In February 2015 the US operator AT&T launched an FTTH Internet service that includes a price differentiation whereby customers who do not wish to have their browsing activities tracked by the ISP can pay an extra $29 per month to opt out. This includes search history, ads seen, and links visited, but does not include data retained for law enforcement purposes.
Attaching a price to the value of personal data is a sensible and important step that operators can and should take to effectively treat data as a currency. It increases clarity and transparency for customers around why personal data matters to businesses.
Such initiatives provide the big data business with necessary transparency
AT&T’s innovative offer reflects the trend for telecoms operators to be clearer about the way they use and treat customers’ personal data. It introduces a powerful and effective way for end users to understand why personal data has a value to business, and puts users in the position to choose whether or not to trade their data for something. In other words, it is a proper application of the principle “data is the new currency.”

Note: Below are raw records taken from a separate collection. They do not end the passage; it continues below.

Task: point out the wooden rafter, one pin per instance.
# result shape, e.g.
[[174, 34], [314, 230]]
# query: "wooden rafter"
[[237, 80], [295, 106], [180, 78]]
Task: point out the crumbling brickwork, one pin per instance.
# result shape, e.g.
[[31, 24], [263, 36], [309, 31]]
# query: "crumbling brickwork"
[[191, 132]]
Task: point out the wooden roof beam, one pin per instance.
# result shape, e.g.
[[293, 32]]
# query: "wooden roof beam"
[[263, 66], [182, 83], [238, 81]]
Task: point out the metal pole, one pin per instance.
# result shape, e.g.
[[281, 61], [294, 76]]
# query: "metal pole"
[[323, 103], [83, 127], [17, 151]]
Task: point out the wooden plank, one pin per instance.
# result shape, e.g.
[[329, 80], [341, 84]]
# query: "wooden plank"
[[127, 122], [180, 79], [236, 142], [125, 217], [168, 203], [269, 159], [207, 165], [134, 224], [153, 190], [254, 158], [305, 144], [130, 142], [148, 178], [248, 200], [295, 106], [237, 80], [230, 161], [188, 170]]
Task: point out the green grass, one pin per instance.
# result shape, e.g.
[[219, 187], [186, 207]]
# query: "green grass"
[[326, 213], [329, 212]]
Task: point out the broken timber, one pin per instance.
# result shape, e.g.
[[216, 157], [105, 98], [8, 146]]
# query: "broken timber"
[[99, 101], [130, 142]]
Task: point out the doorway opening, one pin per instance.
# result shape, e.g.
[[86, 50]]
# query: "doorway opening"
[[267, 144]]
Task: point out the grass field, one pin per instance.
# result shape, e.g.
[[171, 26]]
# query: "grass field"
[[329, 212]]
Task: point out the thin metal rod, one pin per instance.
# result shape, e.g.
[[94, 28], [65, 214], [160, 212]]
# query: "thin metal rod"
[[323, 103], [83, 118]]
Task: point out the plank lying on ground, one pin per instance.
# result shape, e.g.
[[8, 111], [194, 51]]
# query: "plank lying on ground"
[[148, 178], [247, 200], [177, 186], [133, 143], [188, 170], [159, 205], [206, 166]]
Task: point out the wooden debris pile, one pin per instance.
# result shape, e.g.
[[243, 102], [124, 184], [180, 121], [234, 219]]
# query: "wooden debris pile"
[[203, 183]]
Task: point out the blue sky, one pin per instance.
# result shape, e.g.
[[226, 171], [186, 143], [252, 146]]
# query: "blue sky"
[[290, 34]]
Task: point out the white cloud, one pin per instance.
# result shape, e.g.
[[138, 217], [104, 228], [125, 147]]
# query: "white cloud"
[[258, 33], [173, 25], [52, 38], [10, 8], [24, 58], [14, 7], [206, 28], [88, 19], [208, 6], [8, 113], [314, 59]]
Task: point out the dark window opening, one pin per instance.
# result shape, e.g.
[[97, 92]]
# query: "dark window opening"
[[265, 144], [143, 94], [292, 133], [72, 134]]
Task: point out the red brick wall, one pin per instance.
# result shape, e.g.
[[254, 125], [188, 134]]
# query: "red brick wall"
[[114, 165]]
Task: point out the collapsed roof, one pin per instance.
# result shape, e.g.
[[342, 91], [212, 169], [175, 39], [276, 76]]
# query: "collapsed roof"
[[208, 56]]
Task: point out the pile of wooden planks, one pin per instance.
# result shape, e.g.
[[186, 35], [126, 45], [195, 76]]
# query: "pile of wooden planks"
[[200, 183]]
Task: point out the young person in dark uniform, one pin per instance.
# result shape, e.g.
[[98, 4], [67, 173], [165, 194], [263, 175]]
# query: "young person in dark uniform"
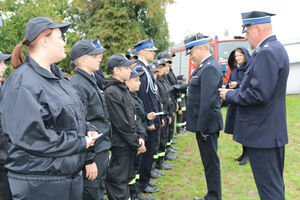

Although AT&T’s offer appears to be a first in the broadband market, telcos have been being clearer about the use they make of personal data for some time now. Ovum’s Data Protection Tracker: 1Q15 highlights examples of mobile operators striving to raise awareness about privacy and giving the customer more control of the way they share their personal data. Recent research by Orange shows that customers are starting to attach a price to the personal data they share; most customers are also aware that personal data has a higher value to businesses when they fit their customer profile.
If AT&T’s price differentiation approach works, other companies may also seek to compete on the price of personal data. More importantly, such initiatives are likely to provide the big data business with the transparency it needs to become more solid and customer-focused.